Put hard limits in the contract (timeout, retries, tools allowed).
Make failures machine-actionable with stable error codes.
Emit structured signals so orchestrators can route, retry, or escalate.

Diagram#

url -> fetch -> parse -> extract -> data

Worker spec#

worker_id: web-scrape-worker
version: 1.0
purpose: Fetch a web page, extract specific fields, and return normalized JSON.
inputs:
  - url: string
  - extraction_spec: object
  - user_agent: string (optional)
outputs:
  - data: object
  - source: object
  - warnings: array
constraints:
  timeout_seconds: 60
  max_tokens: 1500
  tools_allowed: [fetch_url, parse_html]
retries:
  max_attempts: 2
  backoff: exponential
observability:
  trace_id: required
  log_fields: [worker_id, attempt, duration_ms]

Input schema#

{
  "$schema": "https://json-schema.org/draft/2020-12/schema",
  "type": "object",
  "additionalProperties": false,
  "properties": {
    "url": {
      "type": "string"
    },
    "extraction_spec": {
      "type": "object"
    },
    "user_agent": {
      "type": "string"
    }
  },
  "required": [
    "url",
    "extraction_spec"
  ]
}

Output schema#

{
  "$schema": "https://json-schema.org/draft/2020-12/schema",
  "type": "object",
  "additionalProperties": true,
  "properties": {
    "data": {
      "type": "object"
    },
    "source": {
      "type": "object"
    },
    "warnings": {
      "type": "array"
    }
  }
}

Constraints#

{
  "timeout_seconds": 60,
  "max_tokens": 1500,
  "retries": {
    "max_attempts": 2,
    "backoff": "exponential"
  },
  "rate_limit": "per-tenant (example: 10/min)",
  "tools_allowed": [
    "fetch_url",
    "parse_html"
  ]
}

Failure modes & handling#

Robots or access denied: error_code=access_denied (non-retryable unless policy allows).
Timeout fetching: error_code=fetch_timeout (retryable with backoff).
HTML structure changed: return warnings and partial extraction with missing fields.

Observability signals#

logs: worker_id, attempt, duration_ms, status, error_code
metrics: success_count, failure_count, retry_count, p95_duration_ms
trace fields: trace_id, span_id, upstream_request_id (if present)

FAQ#

Should the worker return partial results on failure?

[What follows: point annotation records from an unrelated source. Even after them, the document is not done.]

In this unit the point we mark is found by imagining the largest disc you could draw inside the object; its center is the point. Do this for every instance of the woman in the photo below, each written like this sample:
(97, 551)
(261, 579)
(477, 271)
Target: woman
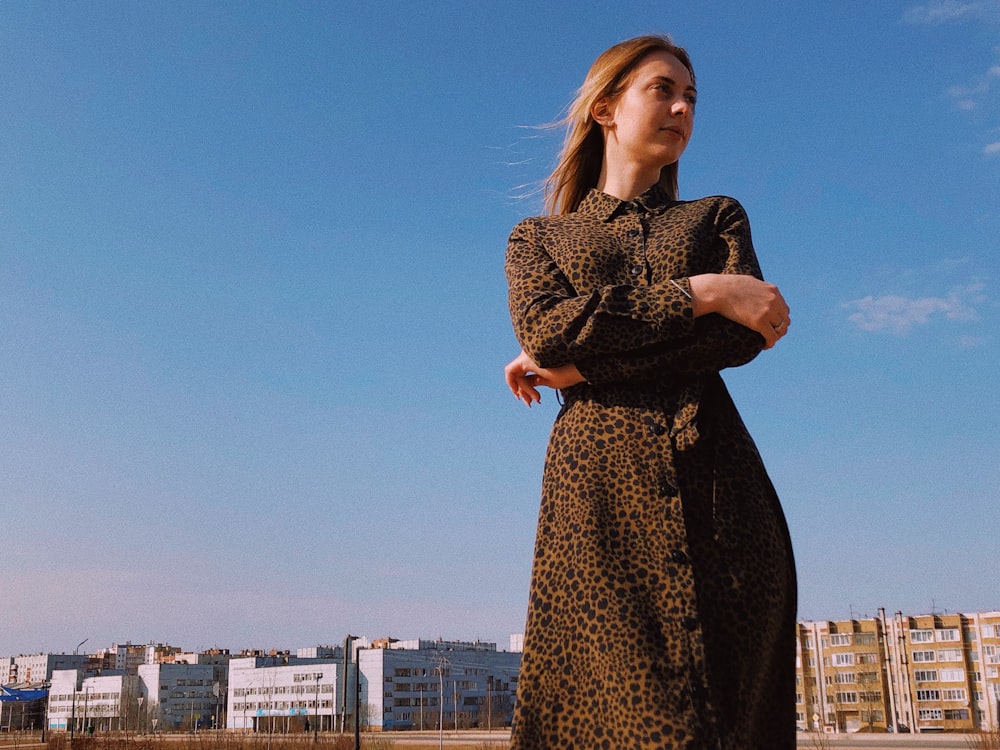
(662, 604)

If partial results are safe and useful, return them with a stable status and error_code. Otherwise fail fast and let orchestration decide.

Where should large artifacts go?

Store them externally (object storage or DB) and return a reference (URL or artifact ID) in the response.

How should I choose timeouts?

Set a hard ceiling based on SLOs and queue backpressure. Prefer smaller workers with tighter timeouts over monolith workers.